The Other McCain

"One should either write ruthlessly what one believes to be the truth, or else shut up." — Arthur Koestler

‘15 Days to Slow the Spread’

Posted on | March 16, 2021 | Comments Off on ‘15 Days to Slow the Spread’

Yes, today is a memorable anniversary. Jim Geraghty reminds us:

On Monday, March 16, 2020, the White House advised all Americans to avoid gathering in groups of more than ten and urged older people to stay at home in a set of new guidelines designed to fight the coronavirus outbreak, labeling the effort “15 Days to Slow the Spread.”
That set of restrictions later was summarized as “two weeks to flatten the curve,” a slogan that grew more bitterly ironic as the pandemic and its quarantine restrictions dragged on and on — now for more than a year. That call for a voluntary avoidance of large groups quickly morphed into far-reaching restrictions upon the most basic rights and normal activities of American citizens: Forty-three governors issued orders directing residents to stay at home and nonessential businesses to close.

Read the whole thing. I was perfectly OK with 15 days, and it didn’t really bother me much when they extended that another month. After six weeks, though, I was like, “Let’s get back to business.”

Ah, but the “experts” (and the fear-stricken women who love to have “experts” tell them what to believe) wouldn’t let us get back to business. With a full year of data now available, what do we know?

LOCKDOWNS DON’T WORK!

If lockdowns were effective as disease prevention, the COVID-19 death rate in New York would be lower than Florida’s. Instead, Florida has been wide open for months — and mostly healthy — while New York is still locked down and Andrew Cuomo killed your granny. What happened is that everybody forgot the original rationale of “15 days to slow the spread,” i.e., governments, hospitals and medical personnel needed time to acquire the protective equipment (masks, etc.) to deal with this pandemic, and there were fears that a “surge” of patients would overwhelm hospitals, especially in terms of ICUs.

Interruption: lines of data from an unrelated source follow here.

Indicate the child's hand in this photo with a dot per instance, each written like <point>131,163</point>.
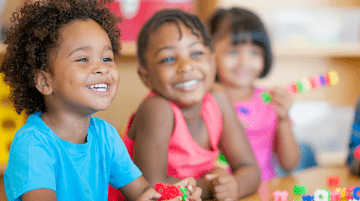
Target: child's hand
<point>224,186</point>
<point>190,184</point>
<point>149,194</point>
<point>282,102</point>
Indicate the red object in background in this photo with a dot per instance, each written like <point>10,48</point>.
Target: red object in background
<point>135,13</point>
<point>357,152</point>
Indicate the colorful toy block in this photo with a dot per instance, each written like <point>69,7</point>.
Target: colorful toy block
<point>170,191</point>
<point>10,121</point>
<point>304,85</point>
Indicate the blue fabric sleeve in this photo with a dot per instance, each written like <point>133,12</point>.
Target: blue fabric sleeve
<point>355,134</point>
<point>123,170</point>
<point>31,166</point>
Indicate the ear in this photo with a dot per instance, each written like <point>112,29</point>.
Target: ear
<point>43,82</point>
<point>145,76</point>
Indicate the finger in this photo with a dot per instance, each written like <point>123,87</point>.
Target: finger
<point>196,194</point>
<point>150,194</point>
<point>211,177</point>
<point>178,198</point>
<point>188,183</point>
<point>223,196</point>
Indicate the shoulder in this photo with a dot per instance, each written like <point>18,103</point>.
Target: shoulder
<point>101,125</point>
<point>155,107</point>
<point>221,96</point>
<point>153,114</point>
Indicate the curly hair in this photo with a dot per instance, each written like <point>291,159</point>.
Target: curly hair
<point>192,21</point>
<point>35,34</point>
<point>243,21</point>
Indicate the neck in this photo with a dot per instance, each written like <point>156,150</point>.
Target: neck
<point>192,114</point>
<point>67,126</point>
<point>240,93</point>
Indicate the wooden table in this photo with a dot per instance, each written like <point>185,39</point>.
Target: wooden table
<point>2,189</point>
<point>313,179</point>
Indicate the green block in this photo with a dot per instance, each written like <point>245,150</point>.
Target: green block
<point>266,97</point>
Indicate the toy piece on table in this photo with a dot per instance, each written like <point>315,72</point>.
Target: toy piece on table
<point>333,181</point>
<point>356,193</point>
<point>349,192</point>
<point>299,189</point>
<point>170,191</point>
<point>308,198</point>
<point>357,152</point>
<point>183,190</point>
<point>303,85</point>
<point>280,195</point>
<point>335,195</point>
<point>322,195</point>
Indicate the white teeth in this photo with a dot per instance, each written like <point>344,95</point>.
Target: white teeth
<point>187,84</point>
<point>99,87</point>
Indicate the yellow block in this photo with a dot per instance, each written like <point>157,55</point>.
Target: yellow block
<point>10,121</point>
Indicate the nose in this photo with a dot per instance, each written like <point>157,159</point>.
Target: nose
<point>184,66</point>
<point>244,60</point>
<point>100,68</point>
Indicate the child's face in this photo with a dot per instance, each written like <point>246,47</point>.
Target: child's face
<point>85,77</point>
<point>179,67</point>
<point>238,65</point>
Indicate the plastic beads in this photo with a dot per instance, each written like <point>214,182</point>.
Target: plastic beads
<point>280,195</point>
<point>333,181</point>
<point>183,190</point>
<point>357,152</point>
<point>169,191</point>
<point>322,195</point>
<point>266,97</point>
<point>299,189</point>
<point>304,84</point>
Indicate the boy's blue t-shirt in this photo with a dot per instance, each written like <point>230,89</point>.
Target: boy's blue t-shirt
<point>355,134</point>
<point>40,159</point>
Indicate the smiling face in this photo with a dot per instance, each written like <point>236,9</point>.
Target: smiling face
<point>179,66</point>
<point>238,65</point>
<point>84,75</point>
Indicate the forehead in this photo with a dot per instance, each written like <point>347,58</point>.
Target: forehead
<point>173,32</point>
<point>80,30</point>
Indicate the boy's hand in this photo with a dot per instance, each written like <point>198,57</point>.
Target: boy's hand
<point>224,186</point>
<point>149,194</point>
<point>194,192</point>
<point>282,102</point>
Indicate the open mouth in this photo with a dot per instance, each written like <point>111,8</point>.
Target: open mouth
<point>102,87</point>
<point>187,84</point>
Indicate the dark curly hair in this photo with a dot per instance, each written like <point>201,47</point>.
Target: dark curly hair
<point>243,21</point>
<point>36,33</point>
<point>169,15</point>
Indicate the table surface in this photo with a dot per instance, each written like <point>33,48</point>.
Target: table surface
<point>313,179</point>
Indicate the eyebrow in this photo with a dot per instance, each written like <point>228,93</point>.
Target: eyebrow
<point>172,47</point>
<point>86,48</point>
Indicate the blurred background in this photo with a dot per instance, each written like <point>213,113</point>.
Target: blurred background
<point>309,37</point>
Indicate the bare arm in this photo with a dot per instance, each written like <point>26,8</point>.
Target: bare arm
<point>39,194</point>
<point>152,128</point>
<point>236,148</point>
<point>285,145</point>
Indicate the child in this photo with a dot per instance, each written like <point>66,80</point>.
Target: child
<point>354,143</point>
<point>242,49</point>
<point>179,128</point>
<point>60,67</point>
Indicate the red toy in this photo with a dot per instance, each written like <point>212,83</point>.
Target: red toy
<point>357,153</point>
<point>167,191</point>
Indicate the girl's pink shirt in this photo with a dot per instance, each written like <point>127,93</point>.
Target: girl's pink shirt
<point>260,121</point>
<point>185,157</point>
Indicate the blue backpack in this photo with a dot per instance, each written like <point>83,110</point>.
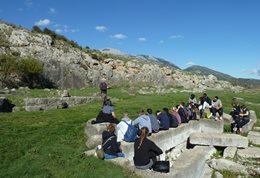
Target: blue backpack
<point>131,133</point>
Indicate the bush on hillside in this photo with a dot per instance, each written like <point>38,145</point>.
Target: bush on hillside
<point>8,68</point>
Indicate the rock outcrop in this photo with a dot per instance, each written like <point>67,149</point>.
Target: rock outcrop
<point>70,67</point>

By instituting a preventive quarantine for a few weeks, we were buying time to “flatten the curve,” to prevent that drastic spike of cases that would flood hospitals with critical cases. That policy actually worked — with a few localized exceptions, our hospitals were never beyond capacity, and the dreaded ventilator shortage never happened.

What lockdowns could never do, however, was to completely eliminate risk of contagion, which is what the “Karen” mob of mask Nazis expect.

Do you see the difference between “slowing the spread” (the original goal) and eliminating risk altogether? One was feasible — and in fact, we did it — but the other is irrational, and especially so once (a) effective treatment protocols were developed, (b) widespread testing was available and (c) we discovered that almost no one under age 70 died from COVID-19.

But the fear-stricken women craved perfect safety:

The general lockdowns were never about protecting the general public.
They were only about protecting Karen.

All policies oriented toward the emotional needs of such people are bad.

How strange it is that the same dimwit women who demand the government shut down everything to protect them from germs are also generally in favor of open borders and “criminal justice reform.”